Amaneció y me senté en la terraza de mi casa. Saboreando aún la dulzura de aquella "presencia". Y una sola palabra llegó a mi corazón. "Amar". “Debemos amar”.
Anoche he pasado en vela, pero no angustiado. Han transcurrido mis horas suavemente, con la dulzura de sentir, experimentar la presencia de Dios. Lo he pasado con Dios. Envuelto en su amor. Pensando en Él. A las tres de la madrugada estaba sentado en mi cama y me decía: “Qué bueno es Dios”.
Una ternura insondable me rodeó. Penetraba mis sentidos, mi alma, mi corazón. Era como un abrazo del que no te quieres soltar. Sólo deseaba permanecer así, sin moverme. Experimentar este Amor, la certeza que Dios nos Ama, infinitamente, a pesar de lo que somos. Si Dios nos ama. Pasaron las horas y pensé: “Este es el antídoto que necesita el mundo”.
Hay que llenarlo de amor, porque el que experimenta a Dios jamás querrá otra cosa y se esforzará por no ofenderlo. Es tan tierno Dios. Decía san Juan de la Cruz: “Pon amor donde no hay amor, y encontrarás amor”.
Amaneció y me senté en la terraza de mi casa. Saboreando aún la dulzura de aquella "presencia". Y una sola palabra llegó a mi corazón. "Amar". “Debemos amar”.
Recordé un texto de san Alberto Hurtado y pensé: Este es el antídoto para la incomprensión. Para todos aquellos que viven sin ilusiones, para los que ven decaer su fe, para los que han abandonado a Dios. El antídoto es el amor.
A QUIENES AMAR: A todos mis hermanos de humanidad. Sufrir con sus fracasos, con sus miserias, con la opresión de que son víctima. Alegrarme de sus alegrías. Comenzar por traer de nuevo a mi espíritu todos aquellos a quienes he encontrado en mi camino: Aquellos de quienes he recibido la vida, quienes me han dado la luz y el pan. Aquellos con los cuales he compartido techo y pan. Los que he conocido en mi barrio, en mi colegio, en la Universidad, en el cuartel, en mis años de estudio, en mi apostolado… Aquellos a quienes he combatido, a quienes he causado dolor, amargura, daño… A todos aquellos a quienes he socorrido, ayudado, sacado de un apuro… Los que me han contrastado, me han despreciado, me han hecho daño.

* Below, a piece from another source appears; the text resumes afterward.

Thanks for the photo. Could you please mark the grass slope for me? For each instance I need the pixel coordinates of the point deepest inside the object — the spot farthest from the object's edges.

Aquellos que he visto en los conventillos, en los ranchos, debajo de los puentes. Todos esos cuya desgracia he podido adivinar, vislumbrar su inquietud. Todos esos niños pálidos, de caritas hundidas… Esos tísicos de San José, los leprosos de Fontilles… Todos los jóvenes que he encontrado en un círculo de estudios… Aquellos que me han enseñado con los libros que han escrito, con la palabra que me han dirigido. Todos los de mi ciudad, los de mi país, los que he encontrado en Europa, en América… Todos los del mundo: son mis hermanos.